Ladakhi Buddhist prince Rinchan aided in overthrowing Suhadeva and, claiming the widow of Suhadeva, Queen Kota Rani, as his wife, claimed the throne for himself in 1320 and reigned until 1323. Shortly after taking the throne, Rinchan converted to Islam, changing his name to Sadr-ud-Din and beginning the Kashmir Sultanate. After Sultan Sadr-ud-Din's death, Sūhadeva's brother Udayanadeva was invited to return to Kashmir to rule, while Sadr-ud-Din's son and heir Haidar was still a minor. Queen Kota Rani made the decision to marry Udayanadeva to legitimise his rule, but many suspected Kota Rani to be the real ruler of Kashmir, and after Udayanadeva's death in 1338, Kota Rani herself ruled Kashmir directly herself.

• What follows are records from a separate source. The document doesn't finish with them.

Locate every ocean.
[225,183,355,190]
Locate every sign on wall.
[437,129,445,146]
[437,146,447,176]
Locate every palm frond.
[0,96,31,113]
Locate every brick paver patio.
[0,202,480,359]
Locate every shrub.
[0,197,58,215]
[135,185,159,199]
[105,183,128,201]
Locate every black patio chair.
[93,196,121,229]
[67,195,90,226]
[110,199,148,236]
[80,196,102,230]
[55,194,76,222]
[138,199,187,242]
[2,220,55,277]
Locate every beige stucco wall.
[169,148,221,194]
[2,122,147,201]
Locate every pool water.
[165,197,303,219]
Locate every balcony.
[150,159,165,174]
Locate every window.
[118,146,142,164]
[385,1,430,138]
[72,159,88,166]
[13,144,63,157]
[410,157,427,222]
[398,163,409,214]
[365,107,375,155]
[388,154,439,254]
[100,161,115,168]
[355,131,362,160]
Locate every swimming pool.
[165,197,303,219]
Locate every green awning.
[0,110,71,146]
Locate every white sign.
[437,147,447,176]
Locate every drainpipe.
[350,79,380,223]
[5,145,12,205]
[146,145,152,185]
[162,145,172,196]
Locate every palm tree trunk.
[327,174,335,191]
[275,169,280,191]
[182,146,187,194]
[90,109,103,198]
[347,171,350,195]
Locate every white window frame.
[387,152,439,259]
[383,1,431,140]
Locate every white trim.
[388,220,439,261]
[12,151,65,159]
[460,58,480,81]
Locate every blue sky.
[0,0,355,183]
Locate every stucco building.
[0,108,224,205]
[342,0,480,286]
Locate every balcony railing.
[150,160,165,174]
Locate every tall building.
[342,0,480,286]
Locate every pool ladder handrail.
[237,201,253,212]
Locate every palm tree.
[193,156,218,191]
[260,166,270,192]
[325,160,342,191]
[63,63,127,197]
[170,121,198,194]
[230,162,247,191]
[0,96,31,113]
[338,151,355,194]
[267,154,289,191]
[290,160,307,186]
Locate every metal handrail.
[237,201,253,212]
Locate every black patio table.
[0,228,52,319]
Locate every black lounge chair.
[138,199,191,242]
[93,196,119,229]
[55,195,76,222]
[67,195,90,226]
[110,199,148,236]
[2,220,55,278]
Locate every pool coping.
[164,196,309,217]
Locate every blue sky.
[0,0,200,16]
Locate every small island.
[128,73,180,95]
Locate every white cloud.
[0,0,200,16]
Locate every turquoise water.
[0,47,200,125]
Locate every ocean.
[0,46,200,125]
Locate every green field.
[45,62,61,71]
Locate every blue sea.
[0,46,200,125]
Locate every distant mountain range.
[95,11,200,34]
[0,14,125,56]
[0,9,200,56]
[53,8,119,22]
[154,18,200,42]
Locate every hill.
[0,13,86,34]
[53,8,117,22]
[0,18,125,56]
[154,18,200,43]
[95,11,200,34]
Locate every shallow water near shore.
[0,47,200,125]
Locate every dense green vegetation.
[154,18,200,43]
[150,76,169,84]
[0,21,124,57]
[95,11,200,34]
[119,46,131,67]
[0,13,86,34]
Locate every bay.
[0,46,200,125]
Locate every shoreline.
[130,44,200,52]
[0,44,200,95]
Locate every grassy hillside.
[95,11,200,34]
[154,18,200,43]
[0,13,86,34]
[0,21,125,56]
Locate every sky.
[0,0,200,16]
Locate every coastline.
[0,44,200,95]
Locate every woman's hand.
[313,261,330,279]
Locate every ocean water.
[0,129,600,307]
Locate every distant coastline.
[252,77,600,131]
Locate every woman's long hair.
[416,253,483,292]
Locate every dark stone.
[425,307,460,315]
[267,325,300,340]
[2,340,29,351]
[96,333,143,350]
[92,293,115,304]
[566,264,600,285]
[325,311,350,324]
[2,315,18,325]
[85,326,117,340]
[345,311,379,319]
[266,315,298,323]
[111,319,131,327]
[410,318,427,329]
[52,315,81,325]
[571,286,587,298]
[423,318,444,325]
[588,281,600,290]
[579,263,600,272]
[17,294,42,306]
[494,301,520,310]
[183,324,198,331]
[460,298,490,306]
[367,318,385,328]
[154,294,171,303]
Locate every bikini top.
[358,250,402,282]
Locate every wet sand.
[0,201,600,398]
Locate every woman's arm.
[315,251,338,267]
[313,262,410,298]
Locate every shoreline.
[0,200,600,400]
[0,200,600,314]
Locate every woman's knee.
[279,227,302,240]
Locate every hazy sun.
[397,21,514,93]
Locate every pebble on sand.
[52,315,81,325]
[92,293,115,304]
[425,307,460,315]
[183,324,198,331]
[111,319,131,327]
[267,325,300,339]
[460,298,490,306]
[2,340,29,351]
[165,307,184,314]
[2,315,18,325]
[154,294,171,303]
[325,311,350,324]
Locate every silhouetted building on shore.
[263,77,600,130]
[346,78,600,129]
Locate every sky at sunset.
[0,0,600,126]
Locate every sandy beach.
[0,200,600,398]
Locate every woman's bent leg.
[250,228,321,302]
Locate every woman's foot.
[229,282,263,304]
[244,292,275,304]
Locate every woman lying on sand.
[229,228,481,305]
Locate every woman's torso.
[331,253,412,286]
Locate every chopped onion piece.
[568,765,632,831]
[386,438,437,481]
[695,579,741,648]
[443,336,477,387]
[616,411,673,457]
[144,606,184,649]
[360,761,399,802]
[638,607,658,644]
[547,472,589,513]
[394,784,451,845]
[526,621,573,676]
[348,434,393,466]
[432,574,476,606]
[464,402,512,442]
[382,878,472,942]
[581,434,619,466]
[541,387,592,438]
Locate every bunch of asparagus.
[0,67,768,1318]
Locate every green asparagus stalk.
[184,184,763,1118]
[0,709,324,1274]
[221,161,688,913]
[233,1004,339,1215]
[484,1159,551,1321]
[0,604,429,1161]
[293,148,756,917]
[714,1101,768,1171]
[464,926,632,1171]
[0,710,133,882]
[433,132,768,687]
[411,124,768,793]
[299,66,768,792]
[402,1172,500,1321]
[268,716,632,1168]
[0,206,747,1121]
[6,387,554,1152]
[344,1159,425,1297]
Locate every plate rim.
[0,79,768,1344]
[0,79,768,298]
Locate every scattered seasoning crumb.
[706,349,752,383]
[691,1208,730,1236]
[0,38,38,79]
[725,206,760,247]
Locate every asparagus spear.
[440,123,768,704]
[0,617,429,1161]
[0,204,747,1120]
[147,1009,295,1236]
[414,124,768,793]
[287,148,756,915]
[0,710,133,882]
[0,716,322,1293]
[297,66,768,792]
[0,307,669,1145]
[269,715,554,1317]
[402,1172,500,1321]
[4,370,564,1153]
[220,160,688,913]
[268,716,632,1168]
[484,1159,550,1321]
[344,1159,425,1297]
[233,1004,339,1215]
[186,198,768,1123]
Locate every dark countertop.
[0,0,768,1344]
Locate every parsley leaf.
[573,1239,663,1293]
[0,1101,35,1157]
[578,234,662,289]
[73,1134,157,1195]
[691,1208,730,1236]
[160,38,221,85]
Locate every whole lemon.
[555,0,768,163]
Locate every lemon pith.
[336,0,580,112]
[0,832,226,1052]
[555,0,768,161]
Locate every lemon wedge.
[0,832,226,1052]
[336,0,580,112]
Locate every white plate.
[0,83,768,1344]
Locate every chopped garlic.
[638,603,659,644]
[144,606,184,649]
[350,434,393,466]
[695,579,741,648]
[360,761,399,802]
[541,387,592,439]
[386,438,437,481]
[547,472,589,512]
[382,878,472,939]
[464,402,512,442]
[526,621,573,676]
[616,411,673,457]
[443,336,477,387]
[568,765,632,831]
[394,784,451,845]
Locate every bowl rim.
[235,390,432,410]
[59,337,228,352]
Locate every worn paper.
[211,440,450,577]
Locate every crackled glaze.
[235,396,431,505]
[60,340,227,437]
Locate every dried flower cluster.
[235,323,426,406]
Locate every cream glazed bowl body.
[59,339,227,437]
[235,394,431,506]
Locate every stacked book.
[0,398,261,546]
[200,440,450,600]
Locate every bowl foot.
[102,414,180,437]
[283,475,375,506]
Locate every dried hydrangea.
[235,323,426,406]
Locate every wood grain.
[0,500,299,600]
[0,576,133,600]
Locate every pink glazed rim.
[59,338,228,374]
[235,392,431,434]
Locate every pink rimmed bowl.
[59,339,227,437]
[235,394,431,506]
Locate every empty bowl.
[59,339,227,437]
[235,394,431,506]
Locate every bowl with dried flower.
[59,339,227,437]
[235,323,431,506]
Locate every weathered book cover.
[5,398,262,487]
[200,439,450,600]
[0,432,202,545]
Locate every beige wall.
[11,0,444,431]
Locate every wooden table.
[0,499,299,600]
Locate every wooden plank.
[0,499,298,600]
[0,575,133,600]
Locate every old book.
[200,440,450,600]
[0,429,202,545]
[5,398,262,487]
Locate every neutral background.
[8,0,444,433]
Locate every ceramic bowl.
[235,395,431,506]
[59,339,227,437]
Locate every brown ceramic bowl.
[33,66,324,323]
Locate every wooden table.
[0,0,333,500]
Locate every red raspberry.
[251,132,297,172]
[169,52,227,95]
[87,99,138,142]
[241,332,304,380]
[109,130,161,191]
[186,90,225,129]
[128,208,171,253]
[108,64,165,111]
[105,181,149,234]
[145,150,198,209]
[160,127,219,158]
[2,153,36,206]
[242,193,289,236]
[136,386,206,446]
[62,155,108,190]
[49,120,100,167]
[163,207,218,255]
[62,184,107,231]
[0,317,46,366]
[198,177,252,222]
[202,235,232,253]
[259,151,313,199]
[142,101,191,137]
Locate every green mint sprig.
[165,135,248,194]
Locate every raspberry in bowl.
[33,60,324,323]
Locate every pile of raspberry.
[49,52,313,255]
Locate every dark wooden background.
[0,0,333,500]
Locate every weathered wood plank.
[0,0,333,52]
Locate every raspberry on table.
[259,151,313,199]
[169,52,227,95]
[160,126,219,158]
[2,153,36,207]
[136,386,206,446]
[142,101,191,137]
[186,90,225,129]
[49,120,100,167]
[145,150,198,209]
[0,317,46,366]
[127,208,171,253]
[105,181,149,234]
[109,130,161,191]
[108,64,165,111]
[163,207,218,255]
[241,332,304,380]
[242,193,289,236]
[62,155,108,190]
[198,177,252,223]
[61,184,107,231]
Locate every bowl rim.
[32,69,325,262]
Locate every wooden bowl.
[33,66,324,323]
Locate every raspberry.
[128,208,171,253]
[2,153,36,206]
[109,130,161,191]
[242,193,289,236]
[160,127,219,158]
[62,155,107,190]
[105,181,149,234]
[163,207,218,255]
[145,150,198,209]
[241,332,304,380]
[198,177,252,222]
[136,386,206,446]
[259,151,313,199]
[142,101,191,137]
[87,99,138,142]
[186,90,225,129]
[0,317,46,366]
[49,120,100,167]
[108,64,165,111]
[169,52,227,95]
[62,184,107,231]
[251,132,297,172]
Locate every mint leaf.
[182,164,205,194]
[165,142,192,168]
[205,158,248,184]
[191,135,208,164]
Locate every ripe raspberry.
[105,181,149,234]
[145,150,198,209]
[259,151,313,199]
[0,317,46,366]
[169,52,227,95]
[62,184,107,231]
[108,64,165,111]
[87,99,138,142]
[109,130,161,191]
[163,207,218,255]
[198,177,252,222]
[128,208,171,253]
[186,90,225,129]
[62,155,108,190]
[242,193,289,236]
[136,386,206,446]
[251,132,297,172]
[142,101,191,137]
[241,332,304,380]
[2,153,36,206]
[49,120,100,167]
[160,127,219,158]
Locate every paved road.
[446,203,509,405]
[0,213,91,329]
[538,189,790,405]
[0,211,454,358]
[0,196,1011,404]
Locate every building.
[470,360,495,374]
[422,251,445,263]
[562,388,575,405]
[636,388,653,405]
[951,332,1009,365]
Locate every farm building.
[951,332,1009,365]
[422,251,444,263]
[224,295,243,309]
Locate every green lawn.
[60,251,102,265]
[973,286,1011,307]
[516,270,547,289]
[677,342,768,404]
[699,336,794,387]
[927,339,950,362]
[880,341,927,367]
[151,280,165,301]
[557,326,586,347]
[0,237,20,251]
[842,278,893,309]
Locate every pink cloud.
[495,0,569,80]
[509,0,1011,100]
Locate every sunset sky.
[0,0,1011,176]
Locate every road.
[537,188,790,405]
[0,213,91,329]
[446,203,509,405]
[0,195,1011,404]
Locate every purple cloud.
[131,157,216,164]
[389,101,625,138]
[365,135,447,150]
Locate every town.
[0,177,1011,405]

During the reign of Sūhadeva, Shah Mir migrated to Kashmir from Swat with his family, whereupon he entered service to the throne. Proving himself a capable general during these tumultuous times, Shah Mir rose in popularity among Kashmiri nobles. When Kota Rani appointed Bhatta Bhikshana over Shah Mir as her prime minister, Shah Mir led a revolt and, upon succeeding, forced Kota Rani to marry him and took the throne for himself, ending the last remnants of the Lohara dynasty and beginning the Shah Mir dynasty of the Kashmir Sultanate.

==Impact==

Describing the collapse of order, Hasan states: "the Dãmaras or feudal chiefs grew powerful, defied royal authority, and by their constant revolts plunged the country into confusion. Life and property were not safe, agriculture declined, and there were periods when trade came to a standstill. Socially and morally too the court and the country had sunk to the depths of degradations."